What investing approach should my wife and I take to pay ourselves back from an unavoidable loss in our non-retirement investment accounts?
My wife and I found ourselves in a difficult situation when we had to move for her job. We had to purchase a new house in our new city, but hadn't yet sold our existing house. We needed a 20 percent down payment on the new house, so we liquidated some non-retirement investments, understanding that we'd have to pay capital gains on the amount we liquidated. We've now sold our old house and want to "pay ourselves back" and reinvest the amount we had liquidated. I'm hesitant to buy back in to our mutual fund knowing that the market is so high and most experts see a significant correction on the horizon. What's the best way to get a large amount of money back into our investment portfolio?

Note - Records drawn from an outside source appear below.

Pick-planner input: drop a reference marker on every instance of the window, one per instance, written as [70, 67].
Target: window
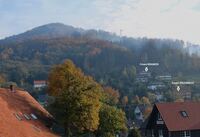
[160, 133]
[185, 134]
[184, 114]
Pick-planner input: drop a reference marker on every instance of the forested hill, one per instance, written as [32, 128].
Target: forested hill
[108, 58]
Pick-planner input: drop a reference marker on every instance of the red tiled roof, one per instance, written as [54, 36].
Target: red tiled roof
[39, 82]
[173, 119]
[21, 102]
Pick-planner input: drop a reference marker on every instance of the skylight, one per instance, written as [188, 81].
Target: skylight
[184, 114]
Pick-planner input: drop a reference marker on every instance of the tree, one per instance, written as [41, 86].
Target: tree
[77, 98]
[145, 101]
[136, 100]
[112, 121]
[134, 133]
[112, 95]
[124, 101]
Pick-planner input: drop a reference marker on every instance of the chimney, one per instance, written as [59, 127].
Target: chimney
[11, 88]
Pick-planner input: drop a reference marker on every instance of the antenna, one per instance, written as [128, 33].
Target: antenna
[120, 34]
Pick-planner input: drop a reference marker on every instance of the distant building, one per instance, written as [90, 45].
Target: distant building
[38, 84]
[156, 86]
[164, 77]
[179, 119]
[143, 77]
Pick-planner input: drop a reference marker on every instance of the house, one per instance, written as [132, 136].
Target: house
[143, 77]
[177, 119]
[138, 112]
[22, 116]
[38, 84]
[156, 86]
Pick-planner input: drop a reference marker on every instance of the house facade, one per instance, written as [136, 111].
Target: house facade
[38, 84]
[179, 119]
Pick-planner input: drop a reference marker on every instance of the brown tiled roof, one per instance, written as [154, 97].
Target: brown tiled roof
[173, 119]
[21, 102]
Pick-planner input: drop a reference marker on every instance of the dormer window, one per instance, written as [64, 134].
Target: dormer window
[183, 113]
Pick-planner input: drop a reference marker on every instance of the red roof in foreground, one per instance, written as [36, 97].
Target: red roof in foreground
[39, 82]
[173, 119]
[21, 102]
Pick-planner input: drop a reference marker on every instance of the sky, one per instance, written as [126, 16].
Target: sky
[176, 19]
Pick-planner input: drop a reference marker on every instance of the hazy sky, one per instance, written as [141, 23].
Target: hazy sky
[178, 19]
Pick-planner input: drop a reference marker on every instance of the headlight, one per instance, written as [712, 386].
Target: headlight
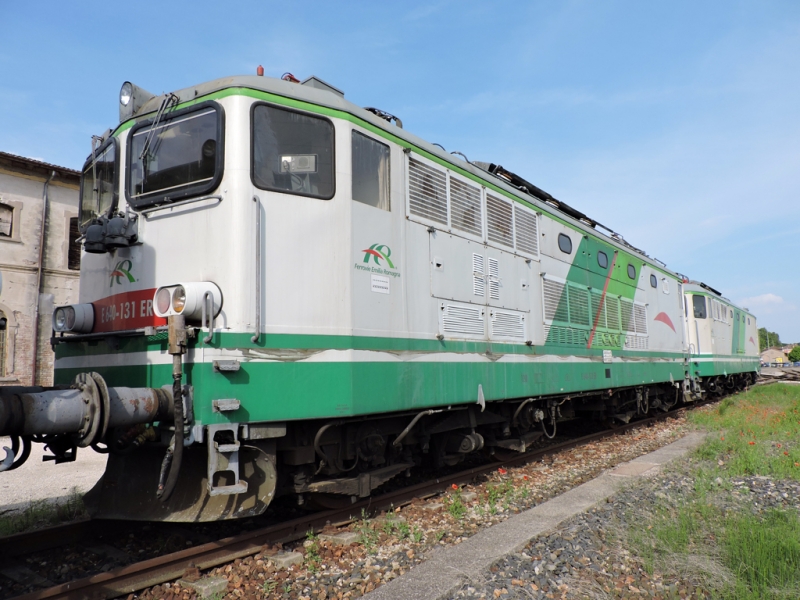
[187, 299]
[78, 318]
[126, 93]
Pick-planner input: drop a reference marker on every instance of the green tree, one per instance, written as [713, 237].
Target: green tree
[767, 339]
[794, 355]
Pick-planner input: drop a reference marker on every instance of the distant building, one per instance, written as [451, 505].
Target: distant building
[771, 355]
[39, 262]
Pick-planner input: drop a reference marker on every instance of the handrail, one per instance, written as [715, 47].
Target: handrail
[208, 308]
[147, 211]
[257, 334]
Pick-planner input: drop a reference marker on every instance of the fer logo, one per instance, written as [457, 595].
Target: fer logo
[378, 252]
[122, 269]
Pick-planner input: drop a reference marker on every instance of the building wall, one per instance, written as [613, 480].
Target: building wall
[21, 188]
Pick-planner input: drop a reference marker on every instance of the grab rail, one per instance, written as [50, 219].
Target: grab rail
[257, 334]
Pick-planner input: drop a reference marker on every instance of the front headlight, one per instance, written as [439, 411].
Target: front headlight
[126, 93]
[77, 318]
[187, 299]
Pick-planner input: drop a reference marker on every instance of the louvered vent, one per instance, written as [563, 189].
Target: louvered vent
[554, 308]
[462, 321]
[626, 314]
[598, 309]
[478, 275]
[427, 191]
[526, 231]
[465, 207]
[636, 342]
[494, 279]
[578, 306]
[499, 221]
[565, 336]
[640, 318]
[612, 312]
[507, 325]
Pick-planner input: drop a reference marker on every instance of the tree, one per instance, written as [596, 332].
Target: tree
[794, 355]
[767, 339]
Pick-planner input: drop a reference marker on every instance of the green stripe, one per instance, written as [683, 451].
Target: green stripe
[228, 340]
[290, 391]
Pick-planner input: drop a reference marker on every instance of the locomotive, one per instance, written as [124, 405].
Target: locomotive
[285, 294]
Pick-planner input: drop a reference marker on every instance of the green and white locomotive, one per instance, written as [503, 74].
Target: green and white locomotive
[284, 294]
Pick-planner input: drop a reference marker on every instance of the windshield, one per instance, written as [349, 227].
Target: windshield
[97, 185]
[292, 152]
[182, 158]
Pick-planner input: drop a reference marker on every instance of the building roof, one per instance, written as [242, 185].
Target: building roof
[29, 164]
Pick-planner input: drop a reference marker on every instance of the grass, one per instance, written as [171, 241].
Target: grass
[312, 559]
[41, 513]
[708, 535]
[758, 433]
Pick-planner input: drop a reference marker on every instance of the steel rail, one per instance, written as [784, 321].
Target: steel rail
[131, 578]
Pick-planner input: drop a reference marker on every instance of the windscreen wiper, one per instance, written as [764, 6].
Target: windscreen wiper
[169, 100]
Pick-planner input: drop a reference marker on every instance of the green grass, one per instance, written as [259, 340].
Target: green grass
[756, 433]
[712, 537]
[41, 513]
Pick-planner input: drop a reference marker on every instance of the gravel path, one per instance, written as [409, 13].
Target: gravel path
[586, 557]
[388, 547]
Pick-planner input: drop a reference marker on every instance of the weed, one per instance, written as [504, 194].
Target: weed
[403, 530]
[417, 535]
[367, 535]
[269, 586]
[313, 558]
[455, 505]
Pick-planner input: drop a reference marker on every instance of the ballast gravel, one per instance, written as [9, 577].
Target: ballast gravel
[585, 557]
[390, 546]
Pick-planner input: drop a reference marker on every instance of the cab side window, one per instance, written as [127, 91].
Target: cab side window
[370, 171]
[699, 305]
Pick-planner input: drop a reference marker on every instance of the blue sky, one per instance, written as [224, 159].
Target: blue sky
[675, 123]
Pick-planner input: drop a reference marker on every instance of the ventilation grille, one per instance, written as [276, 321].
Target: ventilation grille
[554, 309]
[578, 306]
[626, 315]
[636, 342]
[499, 220]
[612, 312]
[465, 208]
[507, 325]
[462, 321]
[427, 191]
[478, 278]
[494, 279]
[598, 309]
[565, 336]
[526, 231]
[640, 318]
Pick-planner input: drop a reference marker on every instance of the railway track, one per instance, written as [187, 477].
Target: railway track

Well - not to try and time the market- but it has dipped since you submitted this questions. If you are concerned about the market being at highs- consider dollar cost averaging back into an investment portfolio appropriate for your situation and financial goals.
Put in a set amount each month (ideally automatically) until the entire amount is reinvested.
I know you want your money to go to work for you as soon as possible, but the best way to get back in the market would be to dollar cost average your way back in. What does that mean, in short, it means slowly investing back into the market the same amount over time. When I do this for clients, I do this over a 10 week period if they want to get invested immediately. So every week I invest 10% of the funds back into the market. Or it could be 10 months or really any amount of time. It's more about sticking to the plan and not trying to time the market.
I'm sorry you had to go through that but I'm glad you recouped the money and at least sold for a gain and not a loss. Hopefully, you used that liquidation event to do some tax-loss harvesting as well to offset the capital gains taxes you'll owe. For buying back into the market, if it's a sizable sum of money, I would dollar-cost average in. As an example, if I had $100k I wanted to move into the market, I could say I'm going to do so for the next 4 months with $25k at a time. This allows you to slowly ease into the market and average out your cost basis as opposed to buying $100k all at once. It sounds to me like you would really benefit from meeting with a financial planner. They can help you figure out the best course of action, including steps you can take to mitigate the tax consequences you're facing. I hope this helps!
I see you posted this question two days ago. The market has dropped in those two days, so you got lucky. I'm posting this answer to point out to as many readers as decide to click on your question, that "experts" don't know any more than you do about the direction of the stock market. If they did, they wouldn't be trying to earn a living by publishing investment advice. They'd be sipping Cristal on their yacht in the Riviera.
You made a rational decision to sell stocks in order to cover your near term cash flow needs. As a result you have taxes due for 2018 that otherwise would not be due for many years. It's not the end of the world. Presumably the investments you sold are now back to where you sold them -- or even below, I hope. The best way to get a large amount of money back into your investment portfolio is to buy, now, regardless of your fears. Please know that the best time to buy stocks is at the point when fear is at its highest.
One of the biggest mistakes investors can make is holding too much cash. Fear from the 2008 financial crisis coupled with the anxiety about the current market high have left many investors sitting on the sidelines. Those who still haven’t returned to equities are waiting for the “all clear” signal to jump back in, but unfortunately, such a signal doesn’t exist. By the time you finally feel “good” about the market, you will have already missed most of the upside. The best thing you can do with your cash is to put it back to work now so you can still benefit from growth over the long term.
Overall, putting your money to work with a well-diversified investment strategy can help you get a larger return, even if a market correction comes sooner than expected. If your money is invested across asset classes with exposure to equities, fixed income and alternatives, you can make your strategy work with your long-term goals as well as your risk tolerance despite a potential bear market on the horizon. Having investments in the asset classes that may currently be out of favor will help you when the markets inevitably turn and you need to rebalance your portfolio. Don’t focus too much on the pending market correction and remember that a good portfolio has assets that have a negative correlation – when one part of the portfolio goes up another tends to go down, because if everything in your portfolio is going up, you’re not diversified.